# Border Collie Thread



## Limmy (Feb 15, 2013)

If Corgi's get a thread Border Collies do aswell

























#SmartestDogsInWorld


----------



## mistylake (Apr 24, 2012)

:heart


----------



## Limmy (Feb 15, 2013)

Kirsebaer said:


> :heart


 that one is actually adoreable!


----------



## Zeppelin (Jan 23, 2012)




----------



## purplefruit (Jan 11, 2011)

YESsssssss i want one of these

but i will be happy with my wimpy beagle for now


----------



## Cam1 (Dec 4, 2011)

purplefruit said:


> YESsssssss i want one of these
> 
> but i will be happy with my wimpy beagle for now


I also have a wimpy beagle, lol. He's afraid of everything. EVERYTHING.


----------



## mistylake (Apr 24, 2012)




----------



## ItsEasierToRun (Feb 2, 2013)

Lol I have a Border Collie :b I'll post a photo next time I'm on the computer..


----------



## Ender (Aug 5, 2012)




----------



## sprinter (Nov 22, 2003)

Unless you have a herd of sheep or cattle owning a Border Collie is animal cruelty. I found that out from experience, they need a job to do to be happy. Too much energy.


----------



## ItsEasierToRun (Feb 2, 2013)

sprinter said:


> Unless you have a herd of sheep or cattle owning a Border Collie is animal cruelty. I found that out from experience, they need a job to do to be happy. Too much energy.


 :roll


----------



## purplefruit (Jan 11, 2011)

Ender said:


>


wtf is that a panda


----------



## Ender (Aug 5, 2012)

purplefruit said:


> wtf is that a panda


I might have gotten confused. Pandas and Border Collies look similar.


----------



## Amphoteric (Sep 11, 2011)

Is it a corgi? Is it a border collie? It's both!


----------



## AllToAll (Jul 6, 2011)

Amphoteric said:


> Is it a corgi? Is it a border collie? It's both!


It's a corgi collie!


----------



## Limmy (Feb 15, 2013)

sprinter said:


> Unless you have a herd of sheep or cattle owning a Border Collie is animal cruelty. I found that out from experience, they need a job to do to be happy. Too much energy.

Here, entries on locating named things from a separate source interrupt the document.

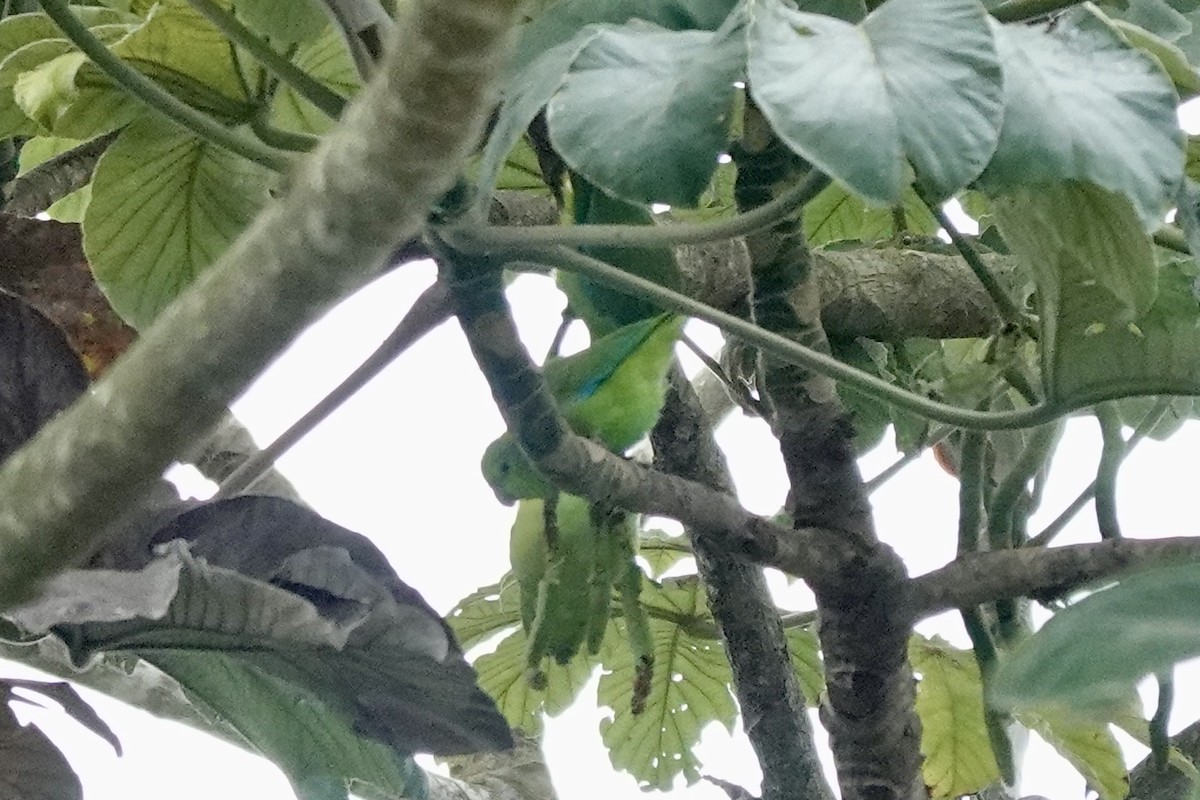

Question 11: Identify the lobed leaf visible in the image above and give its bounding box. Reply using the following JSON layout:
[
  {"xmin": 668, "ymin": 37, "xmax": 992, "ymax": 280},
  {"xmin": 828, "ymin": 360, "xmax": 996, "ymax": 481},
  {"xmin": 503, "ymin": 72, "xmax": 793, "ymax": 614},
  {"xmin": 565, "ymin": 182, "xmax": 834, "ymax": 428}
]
[
  {"xmin": 908, "ymin": 637, "xmax": 1000, "ymax": 798},
  {"xmin": 748, "ymin": 0, "xmax": 1003, "ymax": 205},
  {"xmin": 991, "ymin": 564, "xmax": 1200, "ymax": 718}
]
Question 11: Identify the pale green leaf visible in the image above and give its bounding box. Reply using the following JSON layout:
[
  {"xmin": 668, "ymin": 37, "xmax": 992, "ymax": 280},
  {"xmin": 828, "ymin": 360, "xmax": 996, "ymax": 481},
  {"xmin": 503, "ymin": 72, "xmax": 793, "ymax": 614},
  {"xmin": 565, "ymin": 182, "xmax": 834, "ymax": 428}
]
[
  {"xmin": 145, "ymin": 651, "xmax": 424, "ymax": 796},
  {"xmin": 238, "ymin": 0, "xmax": 329, "ymax": 48},
  {"xmin": 1019, "ymin": 710, "xmax": 1129, "ymax": 800},
  {"xmin": 1112, "ymin": 19, "xmax": 1200, "ymax": 100},
  {"xmin": 446, "ymin": 572, "xmax": 521, "ymax": 650},
  {"xmin": 271, "ymin": 26, "xmax": 362, "ymax": 136},
  {"xmin": 991, "ymin": 564, "xmax": 1200, "ymax": 720},
  {"xmin": 637, "ymin": 530, "xmax": 691, "ymax": 578},
  {"xmin": 992, "ymin": 182, "xmax": 1158, "ymax": 393},
  {"xmin": 12, "ymin": 52, "xmax": 88, "ymax": 131},
  {"xmin": 20, "ymin": 136, "xmax": 91, "ymax": 222},
  {"xmin": 546, "ymin": 20, "xmax": 745, "ymax": 206},
  {"xmin": 0, "ymin": 39, "xmax": 72, "ymax": 137},
  {"xmin": 113, "ymin": 0, "xmax": 248, "ymax": 113},
  {"xmin": 908, "ymin": 637, "xmax": 1000, "ymax": 798},
  {"xmin": 599, "ymin": 579, "xmax": 737, "ymax": 790},
  {"xmin": 749, "ymin": 0, "xmax": 1003, "ymax": 205},
  {"xmin": 83, "ymin": 118, "xmax": 274, "ymax": 327},
  {"xmin": 979, "ymin": 12, "xmax": 1183, "ymax": 230}
]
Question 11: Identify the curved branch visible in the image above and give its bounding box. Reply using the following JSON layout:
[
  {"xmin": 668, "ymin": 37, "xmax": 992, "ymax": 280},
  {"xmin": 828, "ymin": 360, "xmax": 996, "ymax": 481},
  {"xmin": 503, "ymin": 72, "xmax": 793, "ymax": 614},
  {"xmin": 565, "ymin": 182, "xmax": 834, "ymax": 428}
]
[
  {"xmin": 42, "ymin": 0, "xmax": 292, "ymax": 173},
  {"xmin": 187, "ymin": 0, "xmax": 346, "ymax": 120},
  {"xmin": 0, "ymin": 0, "xmax": 521, "ymax": 608}
]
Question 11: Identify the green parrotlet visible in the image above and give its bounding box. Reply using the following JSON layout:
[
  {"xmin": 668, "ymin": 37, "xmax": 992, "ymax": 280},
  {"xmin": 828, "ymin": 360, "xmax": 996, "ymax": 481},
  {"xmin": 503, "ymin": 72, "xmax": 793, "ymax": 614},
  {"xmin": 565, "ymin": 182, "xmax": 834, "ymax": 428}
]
[{"xmin": 482, "ymin": 314, "xmax": 684, "ymax": 505}]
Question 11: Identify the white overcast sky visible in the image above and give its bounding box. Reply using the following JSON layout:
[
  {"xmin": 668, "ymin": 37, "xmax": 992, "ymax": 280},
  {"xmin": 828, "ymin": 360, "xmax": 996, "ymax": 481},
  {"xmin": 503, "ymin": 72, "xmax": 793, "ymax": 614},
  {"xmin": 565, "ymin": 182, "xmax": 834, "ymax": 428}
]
[{"xmin": 7, "ymin": 264, "xmax": 1200, "ymax": 800}]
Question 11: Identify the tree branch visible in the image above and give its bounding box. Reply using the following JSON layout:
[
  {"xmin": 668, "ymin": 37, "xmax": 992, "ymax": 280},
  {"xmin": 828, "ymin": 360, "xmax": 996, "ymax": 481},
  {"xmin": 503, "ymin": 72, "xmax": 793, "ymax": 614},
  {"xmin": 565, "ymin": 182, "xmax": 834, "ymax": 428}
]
[
  {"xmin": 41, "ymin": 0, "xmax": 292, "ymax": 172},
  {"xmin": 438, "ymin": 252, "xmax": 852, "ymax": 582},
  {"xmin": 0, "ymin": 0, "xmax": 521, "ymax": 607},
  {"xmin": 912, "ymin": 536, "xmax": 1200, "ymax": 619}
]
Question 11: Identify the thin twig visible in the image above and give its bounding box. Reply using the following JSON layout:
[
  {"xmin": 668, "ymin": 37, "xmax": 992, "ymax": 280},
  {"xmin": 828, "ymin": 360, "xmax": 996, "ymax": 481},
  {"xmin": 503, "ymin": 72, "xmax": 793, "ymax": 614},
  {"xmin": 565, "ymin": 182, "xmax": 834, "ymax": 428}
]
[
  {"xmin": 439, "ymin": 170, "xmax": 829, "ymax": 253},
  {"xmin": 187, "ymin": 0, "xmax": 346, "ymax": 120},
  {"xmin": 505, "ymin": 247, "xmax": 1060, "ymax": 431}
]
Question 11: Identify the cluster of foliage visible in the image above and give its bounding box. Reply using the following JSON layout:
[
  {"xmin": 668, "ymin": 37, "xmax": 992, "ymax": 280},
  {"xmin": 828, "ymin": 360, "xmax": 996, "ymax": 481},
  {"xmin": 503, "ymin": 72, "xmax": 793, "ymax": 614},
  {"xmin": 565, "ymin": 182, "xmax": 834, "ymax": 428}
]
[{"xmin": 0, "ymin": 0, "xmax": 1200, "ymax": 800}]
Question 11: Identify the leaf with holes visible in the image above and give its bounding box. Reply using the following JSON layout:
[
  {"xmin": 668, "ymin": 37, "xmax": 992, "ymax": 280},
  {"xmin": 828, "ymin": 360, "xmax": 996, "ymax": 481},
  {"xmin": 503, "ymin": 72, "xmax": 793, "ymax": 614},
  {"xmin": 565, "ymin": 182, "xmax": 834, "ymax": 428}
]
[
  {"xmin": 271, "ymin": 26, "xmax": 362, "ymax": 136},
  {"xmin": 546, "ymin": 20, "xmax": 745, "ymax": 206},
  {"xmin": 474, "ymin": 628, "xmax": 596, "ymax": 733},
  {"xmin": 748, "ymin": 0, "xmax": 1003, "ymax": 205},
  {"xmin": 979, "ymin": 10, "xmax": 1183, "ymax": 230}
]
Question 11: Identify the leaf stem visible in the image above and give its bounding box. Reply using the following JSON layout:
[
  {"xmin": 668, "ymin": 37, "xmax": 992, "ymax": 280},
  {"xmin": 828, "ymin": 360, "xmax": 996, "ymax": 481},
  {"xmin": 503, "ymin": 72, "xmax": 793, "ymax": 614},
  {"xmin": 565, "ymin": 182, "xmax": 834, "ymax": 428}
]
[
  {"xmin": 41, "ymin": 0, "xmax": 292, "ymax": 173},
  {"xmin": 505, "ymin": 247, "xmax": 1069, "ymax": 431},
  {"xmin": 439, "ymin": 170, "xmax": 829, "ymax": 253},
  {"xmin": 919, "ymin": 192, "xmax": 1037, "ymax": 336},
  {"xmin": 1092, "ymin": 402, "xmax": 1129, "ymax": 539},
  {"xmin": 212, "ymin": 282, "xmax": 451, "ymax": 500},
  {"xmin": 1153, "ymin": 225, "xmax": 1192, "ymax": 255},
  {"xmin": 187, "ymin": 0, "xmax": 346, "ymax": 120}
]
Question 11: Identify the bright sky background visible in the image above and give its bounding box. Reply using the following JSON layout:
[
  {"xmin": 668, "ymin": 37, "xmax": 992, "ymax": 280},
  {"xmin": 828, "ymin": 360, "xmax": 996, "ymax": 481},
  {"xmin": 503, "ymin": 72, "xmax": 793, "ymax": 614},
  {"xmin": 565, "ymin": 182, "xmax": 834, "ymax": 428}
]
[{"xmin": 0, "ymin": 257, "xmax": 1200, "ymax": 800}]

who says i didnt have a heard of sheep


----------



## sprinter (Nov 22, 2003)

Limmy said:


> who says i didnt have a heard of sheep


I just assumed you did. Unfortunately I didn't so my border collie spent all his time chasing after rabbits all over the farm and beyond which I guess made him happy but I never saw him he was never home.


----------



## Moochie (Nov 11, 2012)

The border collie is my DREAM dog! <3 I have Australian cattle dogs though, eh close enough. I love blue merle and there are like no good quality blue merle border collies in California so blue heelers will have to do. I love them though they are my babies.
There is an amazing breeder in Missouri, Sixteen Hands Border Collies. Best Border Collies I've seen. Amazing quality and working ability. Here are some pics of their dogs..
Mayhem








random puppy








Maya








Obi


----------



## Moochie (Nov 11, 2012)

Go "like" Sixteen Hands Border Collies on Facebook!
This guy is Match, he is BEAUTIFUL!








He is red merle, another color I adore.
































Info on Match : Match's father is imported. His mother is a USDDN World Finalist disc dog.

Match is a high drive border collie used to work both goats and cattle. He has it all, brains, style, flash. His puppies are easy to train, and very intelligent. They also will have a ton of natural working ability!


----------



## Moochie (Nov 11, 2012)

sprinter said:


> Unless you have a herd of sheep or cattle owning a Border Collie is animal cruelty. I found that out from experience, they need a job to do to be happy. Too much energy.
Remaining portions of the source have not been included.